We were lucky to have visits from Chileans throughout our time at Ampleforth. I had been told that they would usually come for a six month stay and then return home. In my second year, however, the Chileans came and made a home among us called the community of St Columba. Their house was at the bottom of St Thomas’ drive and they stayed with us in Ampleforth until December 2017. They worked in houses building friendships and helping students to learn to read the bible as a form of prayer, which is called Lectio divina. The idea was to support us as we established our own Lectio groups with friends and to help us become future Lectio leaders: to pass on what we had learnt from them to younger students joining the College.
So what is Lectio? It is a group of people joining together to read a short extract from the bible and sharing what the most striking part for them is and why. These personal shared reflections are known as echoes. Each lectio begins with an invocation to the Holy Spirit and by lighting a candle to symbolise the presence of Christ. Most often, we read the upcoming Gospel reading for Sunday but sometimes we might chose a passage at random. The Lectio ends with shared prayers and shared intentions, as well as the sign of peace.
To be honest, on occasion Lectio can feel time consuming and sometimes not the way you want to spend your free time but its real purpose and the outcomes it achieves are invaluable. The strange thing is that no matter how busy you might feel starting Lectio, finding the space for silence and contemplation always feels calming.
The friendships that you build through Lectio will always be very special friendships because you built them on the base of your faith and in the middle of your friendship is God himself. At Ampleforth we associate Lectio with the Gospel story about the road to Emmaus; in this story two disciples encounter the risen Christ: “Were not our hearts burning within us while he talked with us on the road and opened the Scriptures to us?”
Lectio is also a way of sharing, as well as strengthening, your faith with your friends and your leaders. But much more it helps you to understand the Gospel in a personal way and prepares you for Sunday Mass: it is so much easier to listen to the homily and the Gospel as you have already thought about it, especially after you heard all the echoes from your friends, so that the homily becomes like an extended echo from a priest. Often our own echoes are re-echoed in the words of the homily.

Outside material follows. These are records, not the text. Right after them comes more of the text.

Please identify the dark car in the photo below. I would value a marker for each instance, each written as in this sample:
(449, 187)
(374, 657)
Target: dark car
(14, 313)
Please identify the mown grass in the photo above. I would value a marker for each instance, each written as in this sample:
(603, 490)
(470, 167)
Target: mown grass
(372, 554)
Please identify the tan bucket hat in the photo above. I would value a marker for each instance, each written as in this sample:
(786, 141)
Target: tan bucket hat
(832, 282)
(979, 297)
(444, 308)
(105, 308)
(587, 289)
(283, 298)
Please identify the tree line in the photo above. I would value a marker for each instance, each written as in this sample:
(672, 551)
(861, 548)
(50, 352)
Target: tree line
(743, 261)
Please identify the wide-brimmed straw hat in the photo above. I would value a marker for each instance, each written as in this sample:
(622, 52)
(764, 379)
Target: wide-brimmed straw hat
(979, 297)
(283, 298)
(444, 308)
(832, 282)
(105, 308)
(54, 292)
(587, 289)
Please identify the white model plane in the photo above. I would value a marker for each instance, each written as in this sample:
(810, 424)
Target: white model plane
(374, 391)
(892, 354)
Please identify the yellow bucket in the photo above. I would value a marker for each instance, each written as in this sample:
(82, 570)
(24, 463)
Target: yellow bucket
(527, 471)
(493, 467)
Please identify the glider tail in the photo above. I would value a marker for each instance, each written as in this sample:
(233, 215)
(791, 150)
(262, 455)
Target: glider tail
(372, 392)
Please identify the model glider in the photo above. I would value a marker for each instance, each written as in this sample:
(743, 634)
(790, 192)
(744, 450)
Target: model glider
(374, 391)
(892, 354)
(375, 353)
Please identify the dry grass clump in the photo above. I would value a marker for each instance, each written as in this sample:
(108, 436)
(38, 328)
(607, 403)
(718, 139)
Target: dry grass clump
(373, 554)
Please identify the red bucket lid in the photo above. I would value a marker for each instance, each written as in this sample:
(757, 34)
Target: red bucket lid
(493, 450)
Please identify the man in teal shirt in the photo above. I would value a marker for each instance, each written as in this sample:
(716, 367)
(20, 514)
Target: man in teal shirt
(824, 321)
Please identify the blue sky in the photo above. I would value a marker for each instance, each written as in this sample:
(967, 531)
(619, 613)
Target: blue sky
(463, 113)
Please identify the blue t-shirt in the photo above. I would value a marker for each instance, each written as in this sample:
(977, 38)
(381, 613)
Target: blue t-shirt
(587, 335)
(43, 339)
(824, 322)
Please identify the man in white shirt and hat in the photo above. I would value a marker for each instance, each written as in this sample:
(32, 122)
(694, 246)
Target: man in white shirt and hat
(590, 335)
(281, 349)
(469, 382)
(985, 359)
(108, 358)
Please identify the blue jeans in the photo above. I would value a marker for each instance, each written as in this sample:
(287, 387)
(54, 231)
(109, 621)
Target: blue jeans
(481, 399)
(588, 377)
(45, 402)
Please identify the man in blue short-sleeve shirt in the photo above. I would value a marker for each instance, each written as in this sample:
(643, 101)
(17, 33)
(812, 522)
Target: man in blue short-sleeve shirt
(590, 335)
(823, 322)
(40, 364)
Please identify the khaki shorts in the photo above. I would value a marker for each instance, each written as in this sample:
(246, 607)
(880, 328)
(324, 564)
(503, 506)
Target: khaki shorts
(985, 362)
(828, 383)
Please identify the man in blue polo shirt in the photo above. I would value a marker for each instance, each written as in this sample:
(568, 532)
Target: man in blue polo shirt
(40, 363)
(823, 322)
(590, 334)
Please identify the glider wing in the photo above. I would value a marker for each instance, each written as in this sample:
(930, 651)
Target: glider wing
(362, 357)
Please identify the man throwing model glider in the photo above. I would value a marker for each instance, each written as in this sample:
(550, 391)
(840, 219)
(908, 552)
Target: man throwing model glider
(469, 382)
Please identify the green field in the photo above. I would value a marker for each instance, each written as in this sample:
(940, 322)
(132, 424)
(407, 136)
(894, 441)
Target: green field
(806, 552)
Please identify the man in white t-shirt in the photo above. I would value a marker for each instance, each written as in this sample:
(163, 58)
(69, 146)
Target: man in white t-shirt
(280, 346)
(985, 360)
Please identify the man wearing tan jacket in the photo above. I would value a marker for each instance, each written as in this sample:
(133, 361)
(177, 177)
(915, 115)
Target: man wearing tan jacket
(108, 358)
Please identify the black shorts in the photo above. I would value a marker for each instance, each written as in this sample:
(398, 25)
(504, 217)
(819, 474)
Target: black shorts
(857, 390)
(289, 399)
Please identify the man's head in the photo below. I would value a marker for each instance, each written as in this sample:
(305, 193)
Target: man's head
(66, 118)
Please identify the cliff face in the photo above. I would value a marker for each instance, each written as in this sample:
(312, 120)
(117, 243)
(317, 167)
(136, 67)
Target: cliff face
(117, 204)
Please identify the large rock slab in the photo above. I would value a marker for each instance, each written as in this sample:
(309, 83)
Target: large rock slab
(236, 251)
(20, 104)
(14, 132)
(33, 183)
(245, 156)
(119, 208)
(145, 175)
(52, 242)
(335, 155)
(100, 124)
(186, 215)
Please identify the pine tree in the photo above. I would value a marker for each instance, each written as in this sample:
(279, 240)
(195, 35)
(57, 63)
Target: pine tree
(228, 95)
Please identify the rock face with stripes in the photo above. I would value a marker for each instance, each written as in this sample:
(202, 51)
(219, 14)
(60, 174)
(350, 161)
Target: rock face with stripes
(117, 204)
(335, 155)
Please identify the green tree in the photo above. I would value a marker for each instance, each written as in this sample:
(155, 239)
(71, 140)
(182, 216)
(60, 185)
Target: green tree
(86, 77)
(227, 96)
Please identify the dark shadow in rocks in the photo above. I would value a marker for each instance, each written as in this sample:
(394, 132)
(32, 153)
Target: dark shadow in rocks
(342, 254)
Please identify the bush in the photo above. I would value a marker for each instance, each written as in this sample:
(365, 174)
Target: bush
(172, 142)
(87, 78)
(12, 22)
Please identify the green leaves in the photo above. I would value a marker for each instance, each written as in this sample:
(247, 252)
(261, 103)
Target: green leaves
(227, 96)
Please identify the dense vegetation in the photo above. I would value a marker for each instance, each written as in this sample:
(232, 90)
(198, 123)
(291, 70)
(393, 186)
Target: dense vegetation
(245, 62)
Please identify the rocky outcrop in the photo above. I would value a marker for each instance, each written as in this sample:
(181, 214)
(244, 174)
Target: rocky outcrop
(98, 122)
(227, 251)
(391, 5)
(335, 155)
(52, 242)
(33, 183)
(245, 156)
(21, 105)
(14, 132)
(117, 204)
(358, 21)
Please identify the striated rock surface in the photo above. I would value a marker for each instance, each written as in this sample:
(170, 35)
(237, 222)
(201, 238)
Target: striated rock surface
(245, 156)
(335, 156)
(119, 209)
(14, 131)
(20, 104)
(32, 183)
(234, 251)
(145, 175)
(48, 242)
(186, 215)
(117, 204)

Personally Lectio has been one of the greatest things in the life of my faith. It is not easy for a teenager to show their faith in these modern days. Thanks to Lectio, and the people who showed it to me, I was able to see how many students of my age still take their faith as seriously as I do and are still proud to stand up for it.
I would invite everyone to join a Lectio group or to have the courage to establish one because I can assure you that you won’t be alone. Lectio encouraged me not to be afraid to kindle the flame again, which now more than ever is burning in me for the love I have for Christ. I am proud again to stand up and proclaim my faith, as I know I am not alone.
Recently, our Lectio group in St Thomas’ has discovered a house treasure. It is a beautifully bound bible, an edition of the New Jerusalem Bible, as translated into English by Fr Henry. The bible contains a very special dedication to Fr Henry and lists the boys “who grew up like the New Jerusalem Bible itself under the care of Fr Henry Wansbrough in the years 1969 to 1981.” We have started using this bible for our Lectio readings, which feels like a special connection to the history of St Thomas’.